The answer(s) could come in at almost any step in their forecasting process, probably several. By breaking down the inputs, the process, and the outputs, we can at least get a sense of the possible answers to the question.
These models primarily use polls as input data. They may include other sources like prediction markets. The Economist model may use different sources or put more trust in some polls than others, compared to e.g. 538.
There is also historical data, which may be relied on differently by different models.
The Economist model simulates votes randomly to see what might happen. To do that, it needs to make a lot of assumptions about the process, including the distributions of votes for each state, how the states are correlated, and what the sources of error in their forecasts could be and how much impact they could have.
- Maybe the polls don't represent the true population of "likely voters".
- Maybe the likely voters don't represent the "actual voters", e.g. maybe people who work tough jobs systematically turn out less even though they intended to vote.
- Maybe there are other impacts on vote totals, such barriers to vote stemming from too few drop boxes or polling places and long lines. Maybe a large number of mail-in votes will be rejected for signature mismatches, or a state court will decide to invalidate them for other reasons.
- Maybe people lied to the polls in the first place (or were lying to themselves at the time).
You have to decide your sources of error around all these things. When I look at the Economist's forecast for Michigan, they predict vote totals that match the polls on average, and they predict a very high probability that the outcome will match the majority in the polls. That indicates they think their sources of uncertainty above are low (for some reason). This was a big concern after the 2016 election, and with 538's prominent place in the discussion, they've focused a lot on this issue.

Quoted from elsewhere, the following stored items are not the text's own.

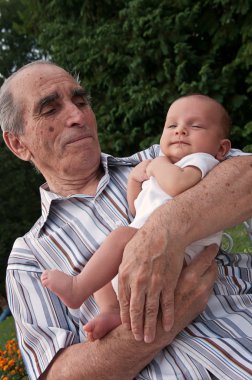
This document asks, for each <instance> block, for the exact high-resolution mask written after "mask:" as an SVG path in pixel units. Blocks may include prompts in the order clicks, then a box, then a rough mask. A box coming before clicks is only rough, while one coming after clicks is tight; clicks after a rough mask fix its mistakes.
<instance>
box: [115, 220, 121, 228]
mask: <svg viewBox="0 0 252 380" xmlns="http://www.w3.org/2000/svg"><path fill="white" fill-rule="evenodd" d="M115 225H116V226H117V227H121V226H122V225H123V224H122V222H121V221H120V220H117V221H116V222H115Z"/></svg>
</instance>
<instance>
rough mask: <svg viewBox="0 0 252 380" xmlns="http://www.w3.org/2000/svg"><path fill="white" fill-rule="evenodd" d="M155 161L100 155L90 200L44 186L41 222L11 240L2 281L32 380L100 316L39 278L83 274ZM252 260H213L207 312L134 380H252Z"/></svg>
mask: <svg viewBox="0 0 252 380" xmlns="http://www.w3.org/2000/svg"><path fill="white" fill-rule="evenodd" d="M158 154H159V146H157V145H156V146H153V147H151V148H149V149H147V150H145V151H143V152H140V153H138V154H135V155H133V156H131V157H128V158H121V159H118V158H114V157H112V156H109V155H106V154H102V156H101V162H102V165H103V168H104V172H105V174H104V176H103V178H102V179H101V180H100V182H99V185H98V188H97V192H96V195H95V196H87V195H83V194H75V195H72V196H68V197H61V196H59V195H57V194H54V193H52V192H50V191H49V189H48V187H47V185H46V184H45V185H43V186H42V187H41V189H40V191H41V207H42V215H41V217H40V219H39V220H38V221H37V222H36V224H35V225H34V226H33V227H32V229H31V230H30V231H29V232H28V233H27V234H26V235H24V236H23V237H20V238H18V239H17V240H16V241H15V243H14V246H13V249H12V252H11V255H10V257H9V261H8V268H7V277H6V281H7V282H6V284H7V293H8V301H9V305H10V308H11V311H12V313H13V316H14V318H15V322H16V328H17V336H18V341H19V346H20V349H21V352H22V356H23V359H24V362H25V365H26V369H27V372H28V374H29V378H30V379H32V380H34V379H37V378H38V377H39V376H40V374H41V373H43V372H44V371H45V369H46V368H47V366H48V364H49V363H50V362H51V360H52V359H53V357H54V356H55V354H56V353H57V352H58V351H59V350H60V349H61V348H64V347H67V346H70V345H72V344H76V343H79V342H84V341H85V340H86V338H85V335H84V333H83V328H82V326H83V325H84V324H85V323H87V321H88V320H90V319H91V318H93V317H94V316H96V315H97V314H98V308H97V305H96V303H95V301H94V298H93V297H92V296H91V297H89V298H88V299H87V300H86V301H85V302H84V303H83V305H82V306H81V307H80V308H79V309H75V310H73V309H70V308H68V307H66V306H65V305H64V304H63V303H62V302H61V301H60V300H59V298H58V297H57V296H56V295H54V294H53V293H52V292H50V291H49V290H47V289H45V288H43V287H42V284H41V281H40V276H41V273H42V271H43V270H45V269H48V268H49V269H50V268H57V269H60V270H62V271H64V272H66V273H68V274H70V275H76V274H78V273H80V272H81V270H82V268H83V267H84V266H85V264H86V263H87V261H88V260H89V259H90V257H91V256H92V255H93V253H94V252H95V251H96V250H97V248H98V247H99V246H100V244H101V243H102V241H103V240H104V239H105V237H106V236H107V235H108V234H109V233H110V232H111V231H112V230H114V229H115V228H117V227H118V226H120V225H121V226H122V225H128V224H129V222H130V221H131V216H130V214H129V210H128V205H127V201H126V185H127V177H128V174H129V172H130V170H131V169H132V167H133V166H135V165H136V164H137V163H139V162H140V161H141V160H143V159H147V158H154V157H155V156H157V155H158ZM234 155H235V154H234ZM251 258H252V257H251V256H247V255H245V254H244V255H236V256H234V255H233V256H229V255H226V254H220V255H219V256H218V260H217V261H218V266H219V278H218V281H217V282H216V285H215V290H214V294H213V296H211V298H210V300H209V302H208V305H207V307H206V310H205V311H204V313H202V314H201V315H200V316H199V317H198V318H197V319H196V320H195V321H194V322H193V324H191V325H189V326H188V327H187V328H186V329H185V330H183V331H182V332H181V333H180V334H179V335H178V336H177V338H176V339H175V340H174V342H173V343H172V344H170V345H169V347H167V348H166V349H164V350H162V351H161V352H160V353H159V354H158V355H157V356H156V357H155V358H154V359H153V361H152V362H151V363H150V364H149V365H148V366H147V367H146V368H145V369H144V370H143V371H142V372H141V373H140V374H139V375H138V376H137V377H136V379H138V380H140V379H145V380H147V379H151V380H154V379H155V380H163V379H183V380H184V379H188V380H189V379H190V380H200V379H203V380H205V379H213V378H215V377H216V378H217V379H221V380H227V379H232V380H236V379H237V380H244V379H247V380H249V379H251V376H252V372H251V371H252V365H251V357H252V356H251V355H252V327H251V324H252V295H251V293H252V286H251V283H252V270H251V268H252V262H251Z"/></svg>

But this is not enough. You also need to decide your sources of uncertainty around correlation between states. If Michigan is an upset, what is the chance that Wisconsin is also an upset? The Economist has a lot of details on their beliefs here, but it could be that they put less uncertainty on these factors than other models.
The Economist model may be predicting something different than other models. Consider just the following two examples:
- If nothing newsworthy happens before election day, who (if anyone) would get a majority of cast ballots in a set of states totalling 270+ electoral votes?
- Who (if anyone) will record a majority of the officially-announced vote total in a set of states totalling 270+ electoral votes?
- Who (if anyone) will be sworn in as President on January 20, 2021?
Between 1 and 2 are many sources of uncertainty: How does turnout among poll respondents compare to general population? How is that biased by party? Will there be any game-changing events such as a scandal unfolding in the next week? Etc. There are also sources of uncertainty between 2 and 3, such as whether the Electoral College votes actually match the state votes.
I want to add another point: incentives. It's not clear that the Economist optimizes their own goals by given the best possible forecast (whatever that means). People often evaluate forecasts in a winner-take-all manner: If you predicted Biden at 60% and he loses, you're heavily criticized for being "wrong". And if he wins in a landslide, you might still be considered "wrong". If you predict 90%, then at least if it does end up being a landslide for Biden then people will praise you. Another more nefarious possibility is that a forecaster biases their prediction in hopes of swaying the actual election outcome.
I don't actually think these are happening here, but it is something to be concerned about in election forecasting.